Monroe's rendition of the song "Diamonds Are a Girl's Best Friend" and her pink dress are considered iconic, the performance has inspired homages by Beyonce, Geri Halliwell, Kylie Minogue, Nicole Kidman, Anna Nicole Smith, Christina Aguilera and James Franco. Lorelei Lee and Dorothy Shaw are American showgirls and best friends. Lorelei has a passion for diamonds, believing that attracting a rich husband is one of the few ways a woman can succeed economically, she is engaged to Gus Esmond, a naïve nerd willing to do or buy anything for her. However, Gus is under the control of his wealthy, upper-class father. Dorothy, on the other hand, is looking for a different kind of love, attracted only to men who are good-looking and fit. Lorelei plans to wed Gus in France, but Esmond, Sr. stops his son from sailing, believing that Lorelei is bad for him. Although Lorelei's job requires that she travel to France with or without Gus, before she leaves, Gus gives her a letter of credit to cover expenses upon her arrival, promises to meet her in France.

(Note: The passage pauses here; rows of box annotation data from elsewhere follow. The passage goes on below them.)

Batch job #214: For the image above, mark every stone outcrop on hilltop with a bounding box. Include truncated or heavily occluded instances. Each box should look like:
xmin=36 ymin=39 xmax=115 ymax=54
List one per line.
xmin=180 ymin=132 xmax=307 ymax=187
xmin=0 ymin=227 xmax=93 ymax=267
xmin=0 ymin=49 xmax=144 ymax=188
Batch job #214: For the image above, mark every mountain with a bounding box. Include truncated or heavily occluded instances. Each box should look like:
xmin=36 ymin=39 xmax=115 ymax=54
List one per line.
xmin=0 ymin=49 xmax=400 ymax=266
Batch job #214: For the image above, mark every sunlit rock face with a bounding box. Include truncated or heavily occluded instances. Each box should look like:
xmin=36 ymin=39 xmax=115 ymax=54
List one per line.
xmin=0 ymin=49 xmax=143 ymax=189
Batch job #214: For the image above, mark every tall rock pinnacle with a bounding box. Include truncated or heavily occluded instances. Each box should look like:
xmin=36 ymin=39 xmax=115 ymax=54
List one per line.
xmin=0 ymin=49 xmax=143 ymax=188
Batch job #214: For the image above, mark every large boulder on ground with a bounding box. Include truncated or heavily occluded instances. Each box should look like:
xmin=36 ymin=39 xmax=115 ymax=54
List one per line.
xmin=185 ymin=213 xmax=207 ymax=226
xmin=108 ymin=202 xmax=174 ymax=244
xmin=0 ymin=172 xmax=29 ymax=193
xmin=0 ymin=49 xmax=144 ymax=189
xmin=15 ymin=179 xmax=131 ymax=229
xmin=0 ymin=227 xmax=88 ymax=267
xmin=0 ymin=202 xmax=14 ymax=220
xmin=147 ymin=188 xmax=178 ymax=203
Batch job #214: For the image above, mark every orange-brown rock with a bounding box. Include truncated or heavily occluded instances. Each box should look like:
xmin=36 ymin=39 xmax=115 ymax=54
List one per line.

However, he warns her to behave, noting that his father will prohibit their marriage if rumors of misdeeds make their way to Esmond, Sr. Unbeknownst to both of them, Esmond, Sr. has hired a private detective, Ernie Malone, to spy on Lorelei. During the Atlantic crossing, Malone falls in love with Dorothy, but Dorothy has been drawn to the members of the Olympic athletics team. Lorelei meets the rich and foolish Sir Francis "Piggy" Beekman, the owner of a diamond mine, is attracted by his wealth. Lorelei invites piggy to the cabin she shares with Dorothy, whereupon he recounts his travels to Africa. While Piggy demonstrates how a python squeezes a goat by hugging Lorelei, Malone spies on them through the window and takes pictures of the two, but is caught by Dorothy as he walks away nonchalantly, she tells Lorelei, who fears for her reputation. They come up with a scheme to intoxicate Malone and search him to recover the incriminating film while he is unconscious, they find the film in his pants, Lorelei promptly prints and hides the negatives.

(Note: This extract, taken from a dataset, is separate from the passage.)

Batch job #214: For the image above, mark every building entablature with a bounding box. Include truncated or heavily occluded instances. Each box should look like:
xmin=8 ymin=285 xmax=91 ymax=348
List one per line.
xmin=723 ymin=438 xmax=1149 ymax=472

Revealing her success to Piggy, she persuades him to give her Lady Beekman's tiara as a thank you gift. However, Malone reveals he had planted a recording device in Lorelei's cabin, has heard her discussion with Piggy about the pictures and the tiara. Malone implies that Lorelei is a golddigger and, when Dorothy scolds him for his actions, admits that he himself is a liar. However, Dorothy reveals to Lorelei she is falling for Malone, after which Lorelei chastises her for choosing a poor man when she could have a rich one; the ship arrives in France, Lorelei and Dorothy spend time shopping. However, the pair are kicked out of their hotel and discover Lorelei's letter of credit has been cancelled due to the information Malone shared with Esmond, Sr; when Gus shows up at their show, Lorelei rebuffs him, after which she performs Diamonds are a Girl's Best Friend, the musical number whose lyrics explain why and how women need to pursue men with money. Meanwhile, Lady Beekman has filed charges regarding her missing tiara, Lorelei is arraigned for theft.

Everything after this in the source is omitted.